From 1919 to 1932, Du Pont built high-quality automobiles for those who could afford them. Before 1928, Du Pont's products were comparatively unassuming in appearance, with little changes from year to year. But at the end of the 1920s, styling at last triumphed, and the new Model G's were the crowning achievement of a line that had progressed alphabetically, starting with the Model A of 1919-1920.
Automotive writers were enthusiastic about Du Pont's redesigned Model G's. The only exception was this illustrated speedster (aka roadster), which some thought freakish with its peculiar wing-like combination of front and rear fender that seemed to "float" alongside the body, not to mention the weird "cat's eye" streamlined Wood-lite headlamps (found on a few exotic cars and available as extras for anyone wanting them installed).

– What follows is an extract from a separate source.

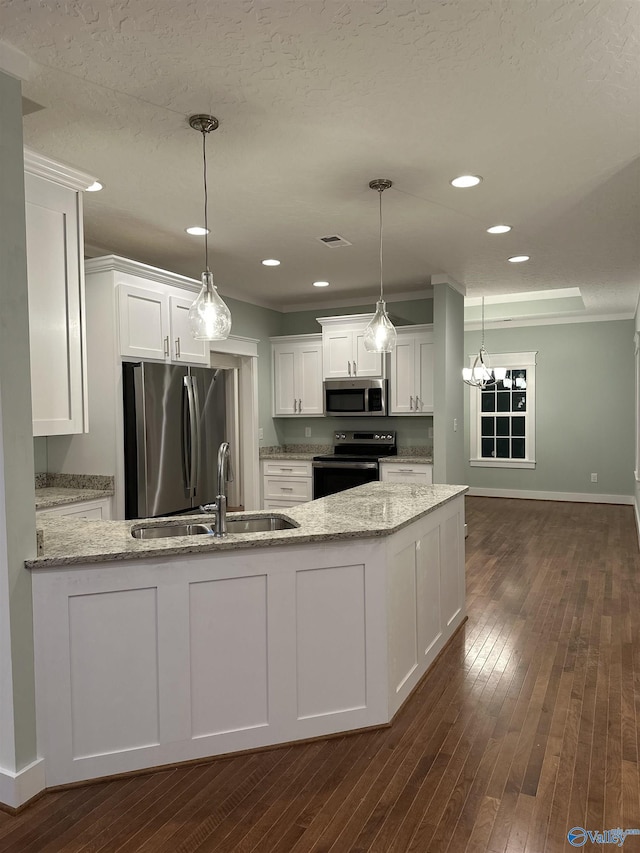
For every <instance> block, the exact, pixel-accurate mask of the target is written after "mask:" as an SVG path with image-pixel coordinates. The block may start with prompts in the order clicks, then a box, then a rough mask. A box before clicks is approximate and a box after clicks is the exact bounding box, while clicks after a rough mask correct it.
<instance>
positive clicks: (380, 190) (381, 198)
mask: <svg viewBox="0 0 640 853" xmlns="http://www.w3.org/2000/svg"><path fill="white" fill-rule="evenodd" d="M378 193H379V196H380V302H382V301H383V295H382V189H379V190H378Z"/></svg>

During the 1920s, Du Pont upgraded from four to six cylinders, then to the mighty straight-8, a Continental engine that was modified for an additional 15 horsepower.

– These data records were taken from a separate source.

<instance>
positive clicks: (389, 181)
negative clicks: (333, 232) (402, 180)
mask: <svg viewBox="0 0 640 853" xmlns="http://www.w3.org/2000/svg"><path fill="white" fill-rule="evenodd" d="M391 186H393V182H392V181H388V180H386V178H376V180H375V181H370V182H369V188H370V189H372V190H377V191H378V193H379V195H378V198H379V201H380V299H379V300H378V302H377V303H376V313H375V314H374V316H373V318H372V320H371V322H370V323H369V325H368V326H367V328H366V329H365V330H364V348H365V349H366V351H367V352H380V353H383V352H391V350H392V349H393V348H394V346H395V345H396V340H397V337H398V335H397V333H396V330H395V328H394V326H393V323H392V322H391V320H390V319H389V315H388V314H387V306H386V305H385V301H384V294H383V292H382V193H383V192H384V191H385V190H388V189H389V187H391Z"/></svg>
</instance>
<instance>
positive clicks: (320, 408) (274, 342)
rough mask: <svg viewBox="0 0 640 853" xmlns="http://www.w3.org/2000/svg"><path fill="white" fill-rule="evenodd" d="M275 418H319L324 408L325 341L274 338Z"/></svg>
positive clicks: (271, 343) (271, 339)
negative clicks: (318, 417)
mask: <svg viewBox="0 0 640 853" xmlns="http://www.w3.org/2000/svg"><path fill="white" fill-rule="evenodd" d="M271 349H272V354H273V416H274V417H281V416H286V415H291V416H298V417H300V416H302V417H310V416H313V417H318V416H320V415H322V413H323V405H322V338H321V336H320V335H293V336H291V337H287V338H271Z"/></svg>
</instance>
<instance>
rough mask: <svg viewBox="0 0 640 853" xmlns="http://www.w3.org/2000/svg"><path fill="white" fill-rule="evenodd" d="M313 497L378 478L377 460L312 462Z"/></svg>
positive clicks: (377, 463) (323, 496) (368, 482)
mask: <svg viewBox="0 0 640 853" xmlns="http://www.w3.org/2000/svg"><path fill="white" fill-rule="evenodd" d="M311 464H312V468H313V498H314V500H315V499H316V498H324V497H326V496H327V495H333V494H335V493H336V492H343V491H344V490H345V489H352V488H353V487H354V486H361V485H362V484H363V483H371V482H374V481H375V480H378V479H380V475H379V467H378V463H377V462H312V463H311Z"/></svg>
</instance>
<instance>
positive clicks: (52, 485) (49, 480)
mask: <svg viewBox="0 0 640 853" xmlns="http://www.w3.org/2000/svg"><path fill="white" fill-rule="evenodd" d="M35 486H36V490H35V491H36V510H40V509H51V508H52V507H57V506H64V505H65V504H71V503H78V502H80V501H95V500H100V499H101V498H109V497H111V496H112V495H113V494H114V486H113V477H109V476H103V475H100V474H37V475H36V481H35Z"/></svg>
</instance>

Unfortunately, these classics were victims of the Depression, and as the situation grew bleaker, it was decided that production should cease in January 1932.
Celebrities who chose Du Pont automobiles included Mary Pickford (who bought one for her husband, Douglas Fairbanks), Jack Dempsey, Will Rogers and others.
Though always an uncommon sight on the highways, a few Du Ponts have survived and are now making the car show circuits.
Through the years, the spelling of this marque's name has varied between Du Pont and Dupont.